Em 1995, um caso de intolerância ganhou repercussão na imprensa: o vídeo de um pastor da Igreja Universal exibido pela tv Record, em que o líder religioso chutava uma imagem de Nossa Senhora Aparecida. Em 2011, o Supremo Tribunal Militar (STM) apreciou um caso de intolerância dentro de um quartel do Exército, no Rio de Janeiro. De acordo com a denúncia do Ministério Público Militar (MPM), o sargento — e pastor da igreja evangélica Comunidade Cristã Ministério da Salvação — teria apontado uma pistola na cabeça do soldado Dhiego Cardoso Fernandes dos Santos, praticante do candomblé, com o objetivo de “testar” a convicção religiosa do subordinado, pois este teria dito que tinha o “corpo fechado” (isto é, protegido de qualquer mal).
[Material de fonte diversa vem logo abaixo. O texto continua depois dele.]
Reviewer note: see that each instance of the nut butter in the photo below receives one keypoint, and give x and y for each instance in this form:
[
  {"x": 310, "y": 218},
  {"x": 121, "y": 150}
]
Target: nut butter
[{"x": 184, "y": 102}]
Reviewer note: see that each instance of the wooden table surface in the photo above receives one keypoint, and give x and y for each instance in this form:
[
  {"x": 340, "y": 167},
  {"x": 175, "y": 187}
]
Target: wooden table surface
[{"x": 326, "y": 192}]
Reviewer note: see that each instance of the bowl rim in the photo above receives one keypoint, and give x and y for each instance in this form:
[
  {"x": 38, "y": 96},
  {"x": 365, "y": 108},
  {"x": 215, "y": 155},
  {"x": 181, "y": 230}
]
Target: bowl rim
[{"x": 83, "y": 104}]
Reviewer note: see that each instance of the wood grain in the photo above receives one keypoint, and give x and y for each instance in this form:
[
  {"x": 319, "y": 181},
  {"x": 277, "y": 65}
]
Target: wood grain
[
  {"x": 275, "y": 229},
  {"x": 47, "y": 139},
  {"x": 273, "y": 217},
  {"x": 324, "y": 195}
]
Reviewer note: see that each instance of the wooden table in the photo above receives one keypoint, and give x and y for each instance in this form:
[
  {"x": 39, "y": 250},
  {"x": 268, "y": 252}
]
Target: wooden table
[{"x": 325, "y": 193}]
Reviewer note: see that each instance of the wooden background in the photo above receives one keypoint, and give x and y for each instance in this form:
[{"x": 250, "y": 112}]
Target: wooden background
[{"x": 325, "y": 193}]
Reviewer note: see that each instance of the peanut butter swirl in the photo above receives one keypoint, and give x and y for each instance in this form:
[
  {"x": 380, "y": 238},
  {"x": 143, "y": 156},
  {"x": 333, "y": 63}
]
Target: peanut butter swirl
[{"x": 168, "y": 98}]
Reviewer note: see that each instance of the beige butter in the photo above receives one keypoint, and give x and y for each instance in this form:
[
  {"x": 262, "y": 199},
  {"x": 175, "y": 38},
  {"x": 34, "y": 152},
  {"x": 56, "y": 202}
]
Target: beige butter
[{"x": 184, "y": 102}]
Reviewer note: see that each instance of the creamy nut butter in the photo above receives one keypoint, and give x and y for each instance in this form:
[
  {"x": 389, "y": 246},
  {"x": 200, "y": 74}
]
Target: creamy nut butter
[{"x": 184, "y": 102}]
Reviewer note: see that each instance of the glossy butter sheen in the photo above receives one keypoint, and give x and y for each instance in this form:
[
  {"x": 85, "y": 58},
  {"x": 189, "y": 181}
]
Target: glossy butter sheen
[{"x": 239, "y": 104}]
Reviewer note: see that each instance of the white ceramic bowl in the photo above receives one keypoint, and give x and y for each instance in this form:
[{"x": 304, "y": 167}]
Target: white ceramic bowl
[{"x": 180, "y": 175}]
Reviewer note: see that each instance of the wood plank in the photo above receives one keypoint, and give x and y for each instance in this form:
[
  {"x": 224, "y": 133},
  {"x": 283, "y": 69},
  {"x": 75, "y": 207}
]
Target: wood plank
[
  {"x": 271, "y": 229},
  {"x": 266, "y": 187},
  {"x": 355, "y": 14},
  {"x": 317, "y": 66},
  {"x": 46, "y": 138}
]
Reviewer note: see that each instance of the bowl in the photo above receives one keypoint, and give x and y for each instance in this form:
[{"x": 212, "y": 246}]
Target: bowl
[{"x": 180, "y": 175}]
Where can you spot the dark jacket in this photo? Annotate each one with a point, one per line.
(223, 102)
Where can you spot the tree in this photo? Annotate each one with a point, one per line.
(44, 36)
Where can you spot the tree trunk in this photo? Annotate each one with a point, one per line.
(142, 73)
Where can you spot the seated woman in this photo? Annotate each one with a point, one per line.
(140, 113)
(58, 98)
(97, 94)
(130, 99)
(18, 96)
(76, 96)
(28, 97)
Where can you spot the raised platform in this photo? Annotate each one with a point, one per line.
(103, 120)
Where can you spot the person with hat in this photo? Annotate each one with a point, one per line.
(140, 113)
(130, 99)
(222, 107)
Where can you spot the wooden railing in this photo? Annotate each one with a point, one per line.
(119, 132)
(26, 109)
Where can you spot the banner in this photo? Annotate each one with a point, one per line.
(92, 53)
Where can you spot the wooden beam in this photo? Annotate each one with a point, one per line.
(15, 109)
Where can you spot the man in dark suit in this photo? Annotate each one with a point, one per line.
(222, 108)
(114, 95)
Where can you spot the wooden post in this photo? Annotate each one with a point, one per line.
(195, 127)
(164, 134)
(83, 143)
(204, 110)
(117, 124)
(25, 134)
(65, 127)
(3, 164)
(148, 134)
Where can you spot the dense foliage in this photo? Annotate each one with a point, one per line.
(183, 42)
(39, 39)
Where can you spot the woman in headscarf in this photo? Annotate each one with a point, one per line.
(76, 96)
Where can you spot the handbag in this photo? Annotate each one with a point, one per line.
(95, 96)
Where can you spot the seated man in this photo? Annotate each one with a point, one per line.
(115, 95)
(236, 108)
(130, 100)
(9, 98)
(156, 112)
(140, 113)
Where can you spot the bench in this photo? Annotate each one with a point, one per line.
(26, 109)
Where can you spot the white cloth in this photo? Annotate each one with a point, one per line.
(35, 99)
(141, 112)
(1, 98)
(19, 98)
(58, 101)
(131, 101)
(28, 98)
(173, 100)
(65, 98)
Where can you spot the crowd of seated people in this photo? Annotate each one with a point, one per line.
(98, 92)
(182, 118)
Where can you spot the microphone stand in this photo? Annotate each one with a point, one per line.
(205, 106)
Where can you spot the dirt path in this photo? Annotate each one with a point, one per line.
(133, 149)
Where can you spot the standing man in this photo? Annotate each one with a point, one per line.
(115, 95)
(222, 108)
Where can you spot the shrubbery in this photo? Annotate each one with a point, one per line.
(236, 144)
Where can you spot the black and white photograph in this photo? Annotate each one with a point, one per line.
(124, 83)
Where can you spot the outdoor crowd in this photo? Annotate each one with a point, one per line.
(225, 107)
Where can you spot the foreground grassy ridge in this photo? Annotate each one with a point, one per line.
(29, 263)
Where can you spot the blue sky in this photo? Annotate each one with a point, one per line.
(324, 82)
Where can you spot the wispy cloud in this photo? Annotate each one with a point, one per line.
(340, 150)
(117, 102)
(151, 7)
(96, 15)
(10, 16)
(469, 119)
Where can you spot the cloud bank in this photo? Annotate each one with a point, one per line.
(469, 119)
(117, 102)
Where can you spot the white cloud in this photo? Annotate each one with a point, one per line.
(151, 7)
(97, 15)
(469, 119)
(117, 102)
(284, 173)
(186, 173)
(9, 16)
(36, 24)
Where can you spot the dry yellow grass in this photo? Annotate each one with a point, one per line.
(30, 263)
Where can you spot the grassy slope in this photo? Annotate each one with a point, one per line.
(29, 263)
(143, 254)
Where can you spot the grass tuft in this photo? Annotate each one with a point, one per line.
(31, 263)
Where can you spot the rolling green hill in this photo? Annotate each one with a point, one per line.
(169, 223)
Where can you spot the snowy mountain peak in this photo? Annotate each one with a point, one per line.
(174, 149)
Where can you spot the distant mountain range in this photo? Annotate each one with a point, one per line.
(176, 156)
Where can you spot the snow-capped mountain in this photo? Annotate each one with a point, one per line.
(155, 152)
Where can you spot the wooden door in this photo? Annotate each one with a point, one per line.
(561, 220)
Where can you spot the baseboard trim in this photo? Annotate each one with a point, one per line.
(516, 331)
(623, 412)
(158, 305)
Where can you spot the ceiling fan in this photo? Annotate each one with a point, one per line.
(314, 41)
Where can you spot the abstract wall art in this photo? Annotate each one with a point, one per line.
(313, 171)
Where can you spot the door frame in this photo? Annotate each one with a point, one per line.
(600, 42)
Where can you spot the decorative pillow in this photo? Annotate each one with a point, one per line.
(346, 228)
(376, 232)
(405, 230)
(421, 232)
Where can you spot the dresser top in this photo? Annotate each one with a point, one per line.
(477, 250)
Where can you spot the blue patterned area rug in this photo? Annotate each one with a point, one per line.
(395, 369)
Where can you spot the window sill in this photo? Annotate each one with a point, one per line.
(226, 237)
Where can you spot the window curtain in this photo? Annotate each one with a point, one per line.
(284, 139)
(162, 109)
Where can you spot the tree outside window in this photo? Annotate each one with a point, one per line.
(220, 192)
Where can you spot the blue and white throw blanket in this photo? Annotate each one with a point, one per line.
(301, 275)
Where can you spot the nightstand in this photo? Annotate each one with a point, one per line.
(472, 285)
No ano passado, jornais noticiaram casos recorrentes de mães e filhos de santo que foram expulsos de várias favelas do Rio de Janeiro por traficantes evangélicos, inclusive de facções diferentes. Ocorrências como essas e inúmeras outras ainda assolam o país e dar visibilidade para esses casos desperta a condição para combatê-las, que é o conhecimento. Ainda assim, é necessário identificar e enquadrar essas violações nas leis existentes.

Foto: AF Rodrigues, Arquivo Pessoal
Foto: AF Rodrigues, Arquivo Pessoal

Atualmente existem algumas conquistas que se mostram eficazes quando potencializadas pela conscientização: a Lei 7.716 que define os crimes resultantes de preconceito racial. A legislação determina a pena de reclusão a quem cometer atos de discriminação ou preconceito de raça, cor, etnia, religião ou procedência nacional. Com a sanção, a lei regulamentou o trecho da Constituição Federal que torna inafiançável e imprescritível o crime de racismo e ficou conhecida como Caó em homenagem ao seu autor, o deputado Carlos Alberto de Oliveira.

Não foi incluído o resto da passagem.